Adesione di deputati a proposte di legge.

      La proposta di legge VARCHI ed altri: «Disposizioni in materia di ordinamento delle professioni pedagogiche ed educative e istituzione del relativo albo professionale» (659) è stata successivamente sottoscritta dalla deputata Caretta.

      La proposta di legge RAMPELLI ed altri: «Istituzione di una Commissione parlamentare di inchiesta sulla violenza politica negli anni tra il 1970 e il 1989» (666) è stata successivamente sottoscritta dalla deputata Polo.

      La proposta di legge RAMPELLI ed altri: «Modifiche all'articolo 90-ter del codice di procedura penale e all'articolo 30-bis della legge 26 luglio 1975, n. 354, in materia di comunicazioni dovute alle persone offese dal reato» (668) è stata successivamente sottoscritta dalla deputata Polo.

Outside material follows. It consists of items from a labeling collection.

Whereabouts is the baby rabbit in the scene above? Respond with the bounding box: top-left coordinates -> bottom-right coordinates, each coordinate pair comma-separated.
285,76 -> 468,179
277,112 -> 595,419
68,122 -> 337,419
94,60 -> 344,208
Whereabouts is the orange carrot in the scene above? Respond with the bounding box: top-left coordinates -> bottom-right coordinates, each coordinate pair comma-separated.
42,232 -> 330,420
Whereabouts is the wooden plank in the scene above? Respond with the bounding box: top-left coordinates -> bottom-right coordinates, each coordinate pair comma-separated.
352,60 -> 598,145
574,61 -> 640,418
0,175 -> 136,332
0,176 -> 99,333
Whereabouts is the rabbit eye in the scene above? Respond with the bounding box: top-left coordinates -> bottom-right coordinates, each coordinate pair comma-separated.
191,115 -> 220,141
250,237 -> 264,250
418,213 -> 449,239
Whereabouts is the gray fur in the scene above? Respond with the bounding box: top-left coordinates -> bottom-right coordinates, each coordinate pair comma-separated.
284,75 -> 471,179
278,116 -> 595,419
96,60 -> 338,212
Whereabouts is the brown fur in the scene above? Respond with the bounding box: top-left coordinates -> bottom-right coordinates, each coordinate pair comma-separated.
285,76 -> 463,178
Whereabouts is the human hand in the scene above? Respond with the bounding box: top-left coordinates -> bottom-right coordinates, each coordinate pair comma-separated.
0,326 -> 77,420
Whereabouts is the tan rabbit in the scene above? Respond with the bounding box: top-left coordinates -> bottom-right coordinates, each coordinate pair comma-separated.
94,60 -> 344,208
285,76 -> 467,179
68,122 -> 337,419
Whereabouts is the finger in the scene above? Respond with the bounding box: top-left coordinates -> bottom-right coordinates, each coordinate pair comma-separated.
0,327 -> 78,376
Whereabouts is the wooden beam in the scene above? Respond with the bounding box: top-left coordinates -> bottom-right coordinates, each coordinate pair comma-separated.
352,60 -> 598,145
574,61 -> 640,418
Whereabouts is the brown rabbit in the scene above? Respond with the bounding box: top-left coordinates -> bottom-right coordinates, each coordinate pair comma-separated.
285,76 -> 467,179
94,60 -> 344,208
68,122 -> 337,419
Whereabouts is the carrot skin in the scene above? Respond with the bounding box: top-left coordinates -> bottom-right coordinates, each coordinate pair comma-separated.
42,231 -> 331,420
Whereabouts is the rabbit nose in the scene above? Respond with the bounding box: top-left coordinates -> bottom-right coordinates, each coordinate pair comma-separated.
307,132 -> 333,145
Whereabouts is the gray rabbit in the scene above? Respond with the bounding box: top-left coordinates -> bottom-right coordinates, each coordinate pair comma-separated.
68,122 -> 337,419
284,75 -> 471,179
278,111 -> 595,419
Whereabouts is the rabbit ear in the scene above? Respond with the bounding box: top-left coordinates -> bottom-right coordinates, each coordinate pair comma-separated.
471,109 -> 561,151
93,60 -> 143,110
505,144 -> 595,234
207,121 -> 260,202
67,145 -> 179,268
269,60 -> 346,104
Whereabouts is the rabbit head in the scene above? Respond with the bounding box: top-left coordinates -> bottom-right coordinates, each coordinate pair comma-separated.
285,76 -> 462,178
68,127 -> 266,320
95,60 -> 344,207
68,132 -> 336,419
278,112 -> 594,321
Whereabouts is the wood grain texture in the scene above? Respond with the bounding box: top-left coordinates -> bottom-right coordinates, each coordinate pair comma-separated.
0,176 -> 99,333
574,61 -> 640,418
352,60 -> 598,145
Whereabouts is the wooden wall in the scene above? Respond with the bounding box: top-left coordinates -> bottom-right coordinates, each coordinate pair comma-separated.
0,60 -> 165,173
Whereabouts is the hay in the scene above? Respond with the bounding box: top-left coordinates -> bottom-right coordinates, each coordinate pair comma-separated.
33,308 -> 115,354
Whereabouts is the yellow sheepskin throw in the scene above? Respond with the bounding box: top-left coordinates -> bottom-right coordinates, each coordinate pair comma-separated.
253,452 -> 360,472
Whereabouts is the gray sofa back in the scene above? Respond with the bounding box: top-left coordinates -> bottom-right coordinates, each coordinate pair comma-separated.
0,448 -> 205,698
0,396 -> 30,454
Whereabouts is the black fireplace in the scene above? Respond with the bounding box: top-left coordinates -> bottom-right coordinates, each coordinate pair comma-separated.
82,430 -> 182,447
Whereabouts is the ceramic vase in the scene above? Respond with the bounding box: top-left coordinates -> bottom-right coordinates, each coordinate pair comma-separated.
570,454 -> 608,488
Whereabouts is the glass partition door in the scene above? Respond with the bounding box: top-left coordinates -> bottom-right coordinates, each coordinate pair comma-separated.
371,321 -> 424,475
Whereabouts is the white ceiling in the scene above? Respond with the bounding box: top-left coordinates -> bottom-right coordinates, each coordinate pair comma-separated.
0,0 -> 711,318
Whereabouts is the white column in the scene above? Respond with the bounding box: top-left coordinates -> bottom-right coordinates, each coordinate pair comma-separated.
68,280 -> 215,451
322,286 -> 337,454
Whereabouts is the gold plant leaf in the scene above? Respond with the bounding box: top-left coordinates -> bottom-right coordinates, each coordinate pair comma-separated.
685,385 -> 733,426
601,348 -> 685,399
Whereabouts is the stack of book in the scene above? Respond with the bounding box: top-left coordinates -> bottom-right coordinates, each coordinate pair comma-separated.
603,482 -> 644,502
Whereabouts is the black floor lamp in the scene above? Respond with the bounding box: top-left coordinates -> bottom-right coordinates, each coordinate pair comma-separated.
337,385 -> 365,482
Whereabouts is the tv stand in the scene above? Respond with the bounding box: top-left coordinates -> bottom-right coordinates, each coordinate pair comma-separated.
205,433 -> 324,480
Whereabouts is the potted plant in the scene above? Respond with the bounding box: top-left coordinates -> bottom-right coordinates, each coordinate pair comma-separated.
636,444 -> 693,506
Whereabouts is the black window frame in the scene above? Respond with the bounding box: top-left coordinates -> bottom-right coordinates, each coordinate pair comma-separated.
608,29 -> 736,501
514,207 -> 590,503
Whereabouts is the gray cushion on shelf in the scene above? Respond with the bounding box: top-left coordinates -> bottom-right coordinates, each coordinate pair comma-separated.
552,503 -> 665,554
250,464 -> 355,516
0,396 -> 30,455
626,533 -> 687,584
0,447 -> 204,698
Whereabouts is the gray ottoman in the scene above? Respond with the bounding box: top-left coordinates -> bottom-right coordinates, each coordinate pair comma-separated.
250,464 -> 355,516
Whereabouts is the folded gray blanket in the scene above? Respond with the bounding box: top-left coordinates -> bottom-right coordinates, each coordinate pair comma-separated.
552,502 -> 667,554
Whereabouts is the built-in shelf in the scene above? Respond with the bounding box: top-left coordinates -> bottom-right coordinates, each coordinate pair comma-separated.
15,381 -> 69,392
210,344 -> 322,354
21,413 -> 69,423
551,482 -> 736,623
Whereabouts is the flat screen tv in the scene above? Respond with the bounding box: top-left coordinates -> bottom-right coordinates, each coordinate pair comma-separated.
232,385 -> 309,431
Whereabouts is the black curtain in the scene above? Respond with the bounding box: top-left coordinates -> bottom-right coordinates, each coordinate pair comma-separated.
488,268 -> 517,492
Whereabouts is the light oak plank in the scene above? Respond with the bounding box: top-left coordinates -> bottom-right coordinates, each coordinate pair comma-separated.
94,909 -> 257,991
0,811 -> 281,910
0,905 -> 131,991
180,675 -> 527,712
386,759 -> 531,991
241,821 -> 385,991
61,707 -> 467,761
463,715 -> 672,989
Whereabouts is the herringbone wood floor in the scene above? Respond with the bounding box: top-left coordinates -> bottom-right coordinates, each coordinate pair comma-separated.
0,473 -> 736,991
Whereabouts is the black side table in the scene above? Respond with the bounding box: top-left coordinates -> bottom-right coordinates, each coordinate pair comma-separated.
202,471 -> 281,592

      La proposta di legge LA PORTA ed altri: «Istituzione e disciplina delle zone franche montane per la salvaguardia e lo sviluppo delle aree di montagna» (677) è stata successivamente sottoscritta dalla deputata Longi.

      La proposta di legge AMORESE ed altri: «Abolizione del limite numerico minimo di alunni per la formazione delle classi nelle scuole primarie e secondarie dei comuni montani, delle piccole isole e delle aree geografiche abitate da minoranze linguistiche» (678) è stata successivamente sottoscritta dalla deputata Longi.

      La proposta di legge LUCASELLI ed altri: «Modifiche al codice delle leggi antimafia e delle misure di prevenzione, di cui al decreto legislativo 6 settembre 2011, n. 159, in materia di assegnazione dei beni sequestrati e confiscati alla criminalità organizzata» (803) è stata successivamente sottoscritta dalla deputata Polo.

      La proposta di legge MASCHIO ed altri: «Introduzione dell'articolo 612-bis.1 del codice penale, concernente i reati di bullismo e cyberbullismo, modifica dell'articolo 731 del medesimo codice, in materia di inosservanza dell'obbligo di istruzione dei minori, e delega al Governo per l'adozione di disposizioni in materia di prevenzione e contrasto del bullismo e del cyberbullismo» (910) è stata successivamente sottoscritta dal deputato Iaia.

Assegnazione di progetti di legge
a Commissioni in sede referente.

      A norma del comma 1 dell'articolo 72 del Regolamento, i seguenti progetti di legge sono assegnati, in sede referente, alle sottoindicate Commissioni permanenti:

          II Commissione (Giustizia)

      BRAGA: «Modifiche al codice penale concernenti l'introduzione dei reati di omicidio e di lesioni personali gravi o gravissime commessi con violazione delle norme per la prevenzione degli infortuni sul lavoro e delle malattie professionali» (613) Parere delle Commissioni I, V, X, XI e XII.

          III Commissione (Affari esteri)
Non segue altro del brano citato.